Um mandado de prisão expedido pela Justiça Federal em Gurupi, no Tocantins, resultou na prisão por engano de uma mulher em Goiânia, após uma confusão envolvendo irmãs gêmeas. A ordem judicial tinha o nome correto no cabeçalho, mas, no detalhamento, indicava outra pessoa como alvo.

O caso envolve a diarista Lucilene, de 36 anos, que foi detida na tarde de sexta-feira, 20, por policiais militares dentro de casa, enquanto se preparava para sair para o trabalho.

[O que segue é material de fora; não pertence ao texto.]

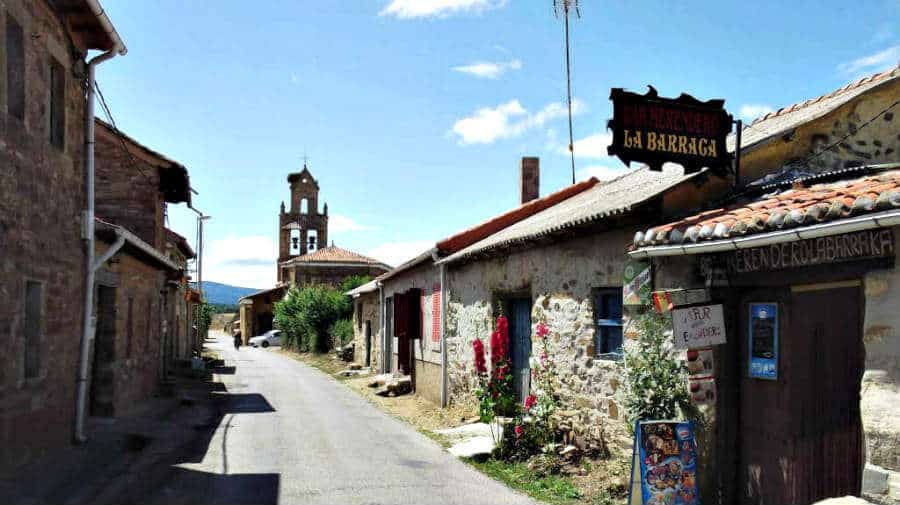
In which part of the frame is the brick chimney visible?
[519,156,541,204]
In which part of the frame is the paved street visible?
[151,334,533,505]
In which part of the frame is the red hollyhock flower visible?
[491,316,509,363]
[472,338,487,374]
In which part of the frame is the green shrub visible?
[331,319,353,346]
[624,312,690,426]
[275,285,353,353]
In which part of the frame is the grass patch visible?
[464,459,581,505]
[280,348,350,382]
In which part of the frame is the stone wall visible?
[446,229,634,446]
[0,0,85,470]
[353,291,382,371]
[96,241,165,416]
[861,227,900,472]
[94,127,166,250]
[383,260,441,403]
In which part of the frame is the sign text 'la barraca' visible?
[607,86,732,172]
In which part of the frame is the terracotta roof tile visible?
[634,169,900,247]
[283,246,387,269]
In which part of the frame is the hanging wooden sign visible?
[607,86,732,173]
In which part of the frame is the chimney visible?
[519,156,541,204]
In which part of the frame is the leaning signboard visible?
[672,304,725,349]
[607,86,732,172]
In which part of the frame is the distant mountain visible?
[203,281,260,305]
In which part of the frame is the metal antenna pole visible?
[563,5,575,184]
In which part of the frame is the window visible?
[6,15,25,121]
[594,288,622,359]
[50,58,66,149]
[125,297,134,358]
[25,281,43,379]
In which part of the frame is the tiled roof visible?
[634,163,900,247]
[442,167,702,263]
[282,246,390,270]
[437,177,599,254]
[728,65,900,152]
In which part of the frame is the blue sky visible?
[98,0,900,287]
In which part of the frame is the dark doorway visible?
[381,296,394,373]
[90,286,116,417]
[366,320,372,367]
[738,281,864,504]
[503,298,531,401]
[254,312,275,336]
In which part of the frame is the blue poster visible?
[629,421,700,505]
[747,303,778,380]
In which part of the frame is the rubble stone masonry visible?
[0,0,85,468]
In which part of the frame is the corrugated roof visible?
[282,245,390,270]
[727,65,900,152]
[634,163,900,247]
[441,167,705,263]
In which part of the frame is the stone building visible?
[162,228,201,360]
[438,162,730,449]
[347,280,383,372]
[88,219,186,417]
[0,0,125,469]
[94,119,199,374]
[240,164,391,343]
[630,68,900,503]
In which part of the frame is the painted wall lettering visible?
[728,228,894,273]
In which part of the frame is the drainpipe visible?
[378,284,388,373]
[75,8,128,443]
[431,250,449,407]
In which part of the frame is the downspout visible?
[75,6,128,443]
[431,249,449,407]
[378,283,388,373]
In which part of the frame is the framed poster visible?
[672,303,725,349]
[747,303,778,380]
[628,421,700,505]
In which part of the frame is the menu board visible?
[747,303,778,380]
[629,421,700,505]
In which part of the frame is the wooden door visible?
[738,283,864,505]
[507,298,531,401]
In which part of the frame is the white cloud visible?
[452,100,585,144]
[575,165,630,181]
[453,60,522,79]
[366,240,434,266]
[838,45,900,74]
[378,0,507,19]
[328,214,378,235]
[203,236,278,289]
[559,132,612,159]
[738,103,775,121]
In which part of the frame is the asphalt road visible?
[149,334,534,505]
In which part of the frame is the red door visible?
[738,282,864,505]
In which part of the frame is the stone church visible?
[278,164,390,286]
[240,163,391,343]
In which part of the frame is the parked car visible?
[249,330,281,348]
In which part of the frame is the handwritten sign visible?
[672,304,725,349]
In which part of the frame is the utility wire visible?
[94,80,155,184]
[803,100,900,161]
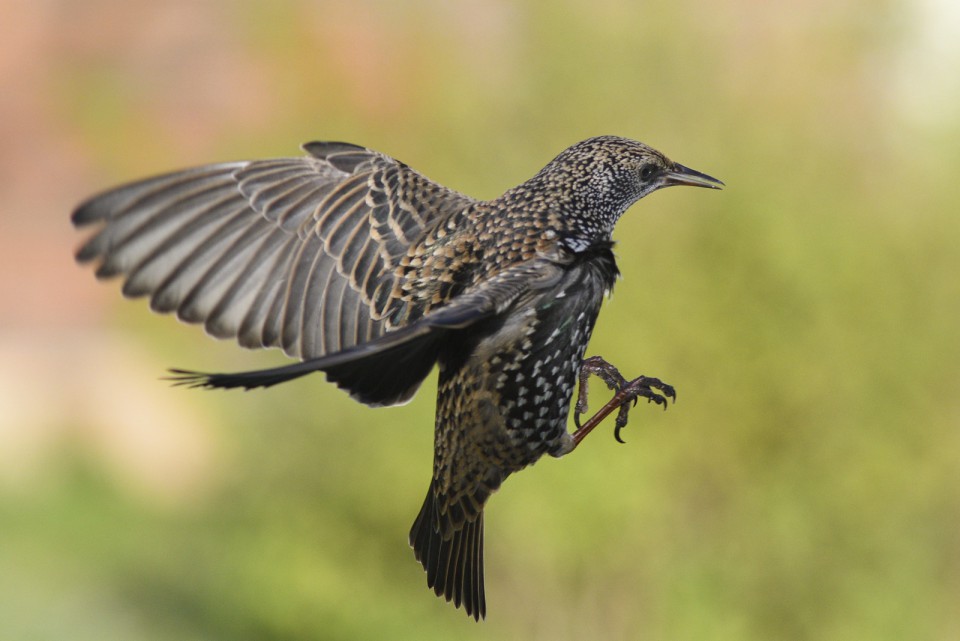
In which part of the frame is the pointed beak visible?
[663,162,724,189]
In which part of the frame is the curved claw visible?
[613,425,626,445]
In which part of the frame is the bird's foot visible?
[573,356,677,447]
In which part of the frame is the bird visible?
[72,136,724,621]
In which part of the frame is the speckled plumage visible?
[73,136,721,618]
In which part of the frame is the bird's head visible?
[534,136,723,242]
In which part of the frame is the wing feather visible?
[73,143,474,359]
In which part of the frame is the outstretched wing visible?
[73,142,473,359]
[172,259,562,406]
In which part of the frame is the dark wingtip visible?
[160,368,217,389]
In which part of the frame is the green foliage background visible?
[0,0,960,641]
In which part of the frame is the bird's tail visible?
[410,481,487,621]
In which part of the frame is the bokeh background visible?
[0,0,960,641]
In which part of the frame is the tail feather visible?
[410,483,487,621]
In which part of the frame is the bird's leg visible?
[572,356,677,447]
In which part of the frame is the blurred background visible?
[0,0,960,641]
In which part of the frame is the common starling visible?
[73,136,723,619]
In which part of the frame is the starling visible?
[73,136,723,619]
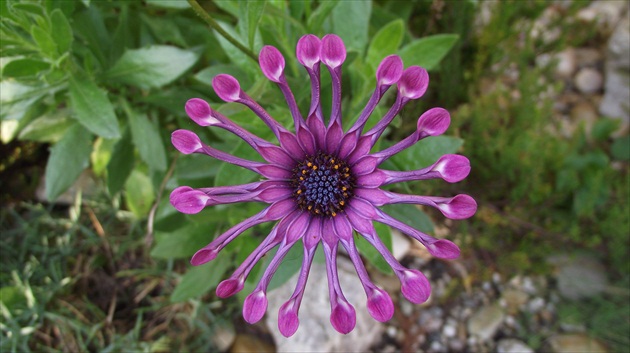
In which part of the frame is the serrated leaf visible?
[147,0,190,10]
[127,109,166,171]
[391,136,464,170]
[108,45,199,89]
[125,168,155,218]
[151,222,215,260]
[171,255,230,303]
[366,19,404,69]
[2,59,50,78]
[45,124,92,201]
[331,1,372,53]
[107,129,135,195]
[31,25,57,58]
[19,109,76,142]
[50,9,73,54]
[70,78,120,138]
[398,34,459,70]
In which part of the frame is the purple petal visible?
[431,154,470,183]
[320,34,346,69]
[258,145,298,164]
[278,300,300,337]
[398,66,429,99]
[258,45,284,83]
[258,187,293,203]
[357,169,387,188]
[216,278,245,298]
[354,188,391,206]
[367,288,394,322]
[243,290,267,324]
[212,74,241,102]
[330,301,357,335]
[170,186,210,214]
[437,194,477,219]
[376,55,403,87]
[424,239,460,260]
[171,129,203,154]
[295,34,321,69]
[326,121,343,153]
[352,156,379,176]
[185,98,221,126]
[256,165,293,180]
[400,270,431,304]
[418,108,451,137]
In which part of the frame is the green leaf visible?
[2,59,50,78]
[107,129,135,195]
[125,168,155,218]
[307,1,339,33]
[366,20,404,69]
[126,109,166,171]
[610,135,630,161]
[31,25,57,58]
[171,255,231,303]
[354,222,393,275]
[391,136,464,170]
[151,222,215,260]
[239,0,267,50]
[70,77,120,138]
[0,80,48,120]
[331,1,372,53]
[147,0,190,10]
[45,124,92,201]
[108,45,199,89]
[50,9,73,54]
[382,204,435,233]
[398,34,459,70]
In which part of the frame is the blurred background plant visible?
[0,0,630,352]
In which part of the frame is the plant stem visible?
[188,0,258,61]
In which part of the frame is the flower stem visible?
[188,0,258,61]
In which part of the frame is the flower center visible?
[292,152,354,217]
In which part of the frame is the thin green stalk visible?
[188,0,258,61]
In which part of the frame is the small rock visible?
[497,338,534,353]
[575,48,602,67]
[468,305,505,341]
[556,255,607,300]
[266,258,385,352]
[548,333,606,353]
[574,67,604,94]
[556,48,577,78]
[599,17,630,125]
[502,289,529,314]
[230,335,276,353]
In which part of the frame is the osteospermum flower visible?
[170,34,477,337]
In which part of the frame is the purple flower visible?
[170,34,477,337]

Segundo a defesa, ela atua no setor de bufês de eventos e teve prejuízos profissionais imediatos, após perder um serviço que realizaria durante um evento de grande porte na cidade.

O mandado havia sido expedido um dia antes por um juiz da Justiça Federal com sede em Gurupi e se referia, na verdade, à irmã gêmea univitelina de Lucilene, chamada Luciene. Segundo o documento, a verdadeira destinatária da ordem foi condenada a 18 anos de prisão pelos crimes de extorsão mediante sequestro e associação criminosa.

Mesmo com a divergência nas informações, Lucilene foi conduzida à Central de Flagrantes da Polícia Civil de Goiás e, posteriormente, encaminhada à Casa de Prisão Provisória no Complexo Prisional de Aparecida de Goiânia, onde permaneceu durante o fim de semana.

Na audiência de custódia, realizada após dois dias de detenção, a juíza de plantão do Tribunal de Justiça de Goiás reconheceu o equívoco e determinou a soltura da mulher. O Ministério Público de Goiás também se manifestou favoravelmente à liberação.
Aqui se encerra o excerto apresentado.